= Jelly bean rule =

Rule put forth by the U.S. Food and Drug Administration

The "jelly bean rule" is a rule put forth by the U.S. Food and Drug Administration (FDA) on May 19, 1994.

It says that just because foods are low in fat, cholesterol, and sodium, they cannot claim to be "healthy" unless they contain at least 10 percent of the Daily Value (DV) of: vitamin A, vitamin C, calcium, protein, fiber, or iron.

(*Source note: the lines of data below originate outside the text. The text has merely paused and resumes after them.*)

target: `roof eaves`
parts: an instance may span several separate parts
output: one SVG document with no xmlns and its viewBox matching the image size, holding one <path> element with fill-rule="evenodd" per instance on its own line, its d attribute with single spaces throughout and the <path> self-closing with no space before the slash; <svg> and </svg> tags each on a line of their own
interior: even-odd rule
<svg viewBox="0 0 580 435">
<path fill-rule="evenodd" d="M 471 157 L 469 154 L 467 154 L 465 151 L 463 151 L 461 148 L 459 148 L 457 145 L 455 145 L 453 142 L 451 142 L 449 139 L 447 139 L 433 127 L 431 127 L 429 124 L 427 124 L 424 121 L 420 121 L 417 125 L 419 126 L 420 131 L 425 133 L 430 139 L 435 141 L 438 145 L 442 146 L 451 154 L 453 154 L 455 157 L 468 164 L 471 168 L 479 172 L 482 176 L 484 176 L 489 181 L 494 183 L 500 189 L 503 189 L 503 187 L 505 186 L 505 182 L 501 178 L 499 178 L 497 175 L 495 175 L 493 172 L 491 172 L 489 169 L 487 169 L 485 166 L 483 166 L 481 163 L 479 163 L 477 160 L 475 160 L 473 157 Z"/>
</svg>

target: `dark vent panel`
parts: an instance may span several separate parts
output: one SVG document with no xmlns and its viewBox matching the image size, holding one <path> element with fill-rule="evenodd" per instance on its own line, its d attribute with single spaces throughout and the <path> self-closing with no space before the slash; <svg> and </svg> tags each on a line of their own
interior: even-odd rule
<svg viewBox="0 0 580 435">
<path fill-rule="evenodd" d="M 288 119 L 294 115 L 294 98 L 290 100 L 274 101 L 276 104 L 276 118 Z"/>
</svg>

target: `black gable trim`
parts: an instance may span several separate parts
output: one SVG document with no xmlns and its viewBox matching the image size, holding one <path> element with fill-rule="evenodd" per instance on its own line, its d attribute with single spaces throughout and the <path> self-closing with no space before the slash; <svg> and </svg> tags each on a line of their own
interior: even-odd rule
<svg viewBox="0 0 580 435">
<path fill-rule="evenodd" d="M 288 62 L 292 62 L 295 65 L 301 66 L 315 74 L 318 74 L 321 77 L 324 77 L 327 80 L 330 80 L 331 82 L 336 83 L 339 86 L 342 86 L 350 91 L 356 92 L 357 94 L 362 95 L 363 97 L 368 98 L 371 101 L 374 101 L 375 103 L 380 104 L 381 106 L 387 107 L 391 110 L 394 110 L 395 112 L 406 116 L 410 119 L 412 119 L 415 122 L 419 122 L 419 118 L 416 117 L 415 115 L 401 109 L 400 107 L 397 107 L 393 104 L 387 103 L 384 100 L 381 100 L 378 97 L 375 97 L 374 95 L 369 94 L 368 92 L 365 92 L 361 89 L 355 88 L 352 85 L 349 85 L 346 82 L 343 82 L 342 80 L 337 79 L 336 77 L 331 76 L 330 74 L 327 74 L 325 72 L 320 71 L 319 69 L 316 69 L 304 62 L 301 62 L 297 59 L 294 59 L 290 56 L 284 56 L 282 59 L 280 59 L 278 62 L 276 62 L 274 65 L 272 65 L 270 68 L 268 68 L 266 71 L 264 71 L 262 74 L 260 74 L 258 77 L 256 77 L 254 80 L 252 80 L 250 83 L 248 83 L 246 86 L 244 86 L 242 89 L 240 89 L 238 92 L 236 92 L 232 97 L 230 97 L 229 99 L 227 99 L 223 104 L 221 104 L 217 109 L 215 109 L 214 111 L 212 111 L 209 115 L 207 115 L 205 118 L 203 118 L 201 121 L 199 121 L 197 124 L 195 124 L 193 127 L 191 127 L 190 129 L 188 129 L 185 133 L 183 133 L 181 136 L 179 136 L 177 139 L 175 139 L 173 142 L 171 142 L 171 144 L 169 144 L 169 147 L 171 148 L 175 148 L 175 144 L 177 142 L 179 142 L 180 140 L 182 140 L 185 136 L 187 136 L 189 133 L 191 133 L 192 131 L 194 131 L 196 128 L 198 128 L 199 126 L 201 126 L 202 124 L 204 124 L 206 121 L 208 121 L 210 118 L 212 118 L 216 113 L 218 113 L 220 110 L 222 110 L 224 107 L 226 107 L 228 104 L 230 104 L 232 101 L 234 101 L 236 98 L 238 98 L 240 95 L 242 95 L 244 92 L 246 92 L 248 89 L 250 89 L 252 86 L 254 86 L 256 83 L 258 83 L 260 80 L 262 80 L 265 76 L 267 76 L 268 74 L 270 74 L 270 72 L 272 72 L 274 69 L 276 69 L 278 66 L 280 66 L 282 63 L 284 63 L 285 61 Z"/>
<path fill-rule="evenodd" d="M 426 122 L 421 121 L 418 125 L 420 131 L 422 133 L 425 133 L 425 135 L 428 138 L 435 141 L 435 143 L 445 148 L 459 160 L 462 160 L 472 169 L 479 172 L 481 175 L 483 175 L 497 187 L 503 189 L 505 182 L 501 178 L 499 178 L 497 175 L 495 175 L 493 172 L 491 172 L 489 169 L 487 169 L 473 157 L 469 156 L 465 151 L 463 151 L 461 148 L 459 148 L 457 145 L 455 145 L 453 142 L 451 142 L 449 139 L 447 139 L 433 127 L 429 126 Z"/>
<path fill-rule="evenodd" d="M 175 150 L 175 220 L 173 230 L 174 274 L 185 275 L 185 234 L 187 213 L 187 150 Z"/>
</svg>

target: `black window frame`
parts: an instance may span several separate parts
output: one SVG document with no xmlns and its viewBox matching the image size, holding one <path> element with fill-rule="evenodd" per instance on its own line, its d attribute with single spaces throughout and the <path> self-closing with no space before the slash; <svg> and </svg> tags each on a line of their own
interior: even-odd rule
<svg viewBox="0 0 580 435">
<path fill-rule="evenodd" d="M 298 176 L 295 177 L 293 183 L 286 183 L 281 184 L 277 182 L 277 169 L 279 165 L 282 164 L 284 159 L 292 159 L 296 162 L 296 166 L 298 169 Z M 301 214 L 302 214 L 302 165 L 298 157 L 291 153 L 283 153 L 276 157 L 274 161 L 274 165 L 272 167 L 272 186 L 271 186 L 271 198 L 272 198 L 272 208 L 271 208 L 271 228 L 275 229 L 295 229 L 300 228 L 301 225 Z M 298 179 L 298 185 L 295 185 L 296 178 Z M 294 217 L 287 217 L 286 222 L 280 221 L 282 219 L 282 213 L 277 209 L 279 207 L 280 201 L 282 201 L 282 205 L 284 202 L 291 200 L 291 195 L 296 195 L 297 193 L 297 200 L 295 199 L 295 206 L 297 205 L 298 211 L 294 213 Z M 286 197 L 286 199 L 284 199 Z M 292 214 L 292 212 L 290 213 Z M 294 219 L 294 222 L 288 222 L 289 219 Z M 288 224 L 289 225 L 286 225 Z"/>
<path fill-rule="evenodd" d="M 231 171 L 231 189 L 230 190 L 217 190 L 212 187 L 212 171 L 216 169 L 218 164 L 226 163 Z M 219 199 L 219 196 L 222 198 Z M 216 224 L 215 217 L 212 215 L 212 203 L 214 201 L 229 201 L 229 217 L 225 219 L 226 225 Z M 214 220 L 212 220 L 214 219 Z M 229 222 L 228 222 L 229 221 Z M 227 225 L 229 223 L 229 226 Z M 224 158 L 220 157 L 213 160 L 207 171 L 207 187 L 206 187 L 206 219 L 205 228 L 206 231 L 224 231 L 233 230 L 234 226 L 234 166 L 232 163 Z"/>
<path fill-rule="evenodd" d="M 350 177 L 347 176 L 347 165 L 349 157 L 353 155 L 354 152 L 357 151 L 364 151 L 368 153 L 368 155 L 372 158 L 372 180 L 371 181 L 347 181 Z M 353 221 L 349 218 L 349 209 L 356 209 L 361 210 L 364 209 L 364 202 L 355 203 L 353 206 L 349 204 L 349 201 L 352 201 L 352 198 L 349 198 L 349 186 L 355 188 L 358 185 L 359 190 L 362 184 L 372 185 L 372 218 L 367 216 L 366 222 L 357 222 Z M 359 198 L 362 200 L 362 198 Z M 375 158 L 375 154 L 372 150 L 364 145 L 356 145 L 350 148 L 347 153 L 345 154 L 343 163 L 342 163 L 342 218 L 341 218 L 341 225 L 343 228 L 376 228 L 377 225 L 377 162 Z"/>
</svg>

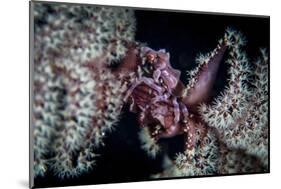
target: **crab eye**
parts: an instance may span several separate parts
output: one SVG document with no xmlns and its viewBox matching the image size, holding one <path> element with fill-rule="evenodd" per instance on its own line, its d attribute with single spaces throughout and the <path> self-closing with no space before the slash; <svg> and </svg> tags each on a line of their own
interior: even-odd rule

The FDA also made a policy that companies could not fortify foods with the sole intent of making that claim.

== History ==

The Nutrition Labeling and Education Act (NLEA) is a United States Federal law that was signed in 1990. This law regulates nutrition labeling and nutrient content claims on foods regulated by the FDA. In 1993, health claim regulations were implemented to the NLEA. According to the NLEA, under 21 CFR §101.14(e)(6), the general criteria that all health claims had to meet were:

- Only information on the value that intake or reduced intake, as part of a total dietary pattern, may have on a disease or health-related condition
- Enables public to understand information provided and significance of information in the context of a total daily diet
- Complete, truthful, and not misleading
- Food contains, without fortification, 10 percent or more of the Daily Value of one of six nutrients (Dietary supplements excepted):
  - Vitamin A, 500 IU
  - Vitamin C, 6 mg
  - Iron, 1.8 mg
  - Calcium, 100 mg
  - Protein, 5 g
  - Fiber, 2.5 g

(Taken directly from Health Claims Chart)

The rule stating that food had to contain 10 percent DV without fortification of one of the six nutrients (Vitamin A, Vitamin C, Iron, Calcium, Protein, and Fiber) is commonly referred to as the "jelly bean rule".

In 1993, the FDA amended the Act, recognizing that it prohibited certain healthy foods from making important health claims. Foods such as fruits and vegetables, enriched grain products, and most breads were exempted from this rule. Another claim exempted from the "jelly bean rule" was the health claim that sugar alcohols could lead to dental cavities prevention.

== Coca-Cola ==

In 2009, the Center for Science in the Public Interest (CSPI), filed a lawsuit against The Coca-Cola Company for violating the Jelly Bean Rule. Coca-Cola was accused of making "deceptive and unsubstantiated claims" on its line of VitaminWater beverages. In the trial, the judge found the claims made on the packaging of VitaminWater to be misleading to consumers, leading them to believe that the consumption of the beverage would prevent disease, and provide general health. Examples of such statements can be found on the "defense" flavor, which says on its packaging "… this combination of zinc and fortifying vitamins can help out … and keep you healthy as a horse". The "focus" flavor says on its label that it contains vitamins and other nutrients that have been scientifically proven to reduce the risk of eye disease.

The name VitaminWater itself was found to be deceptive, as it leads consumers to believe that it contains only vitamins and water, while in fact it contains 33 grams of sugar per bottle. This is comparable to a can of Coca-Cola, which contains 39 grams of sugar. CSPI states that the harmful impact of the 33 grams of sugar, such as obesity, diabetes, and other conditions, easily outweighs the benefits of the nutrients added to VitaminWater. In defense, Coca-Cola argued that the nutritional label clearly showed the amount of sugar found in each bottle and that consumers could thus not be misled.

In 2010, Coca-Cola's motion to dismiss the lawsuit was denied. On April 7, 2016, the United States District Court for the Eastern District of New York gave its final approval to a settlement agreement barring Coca-Cola from making these health claims; in addition VitaminWater bottles will have to prominently display the words "with sweeteners" on their labels.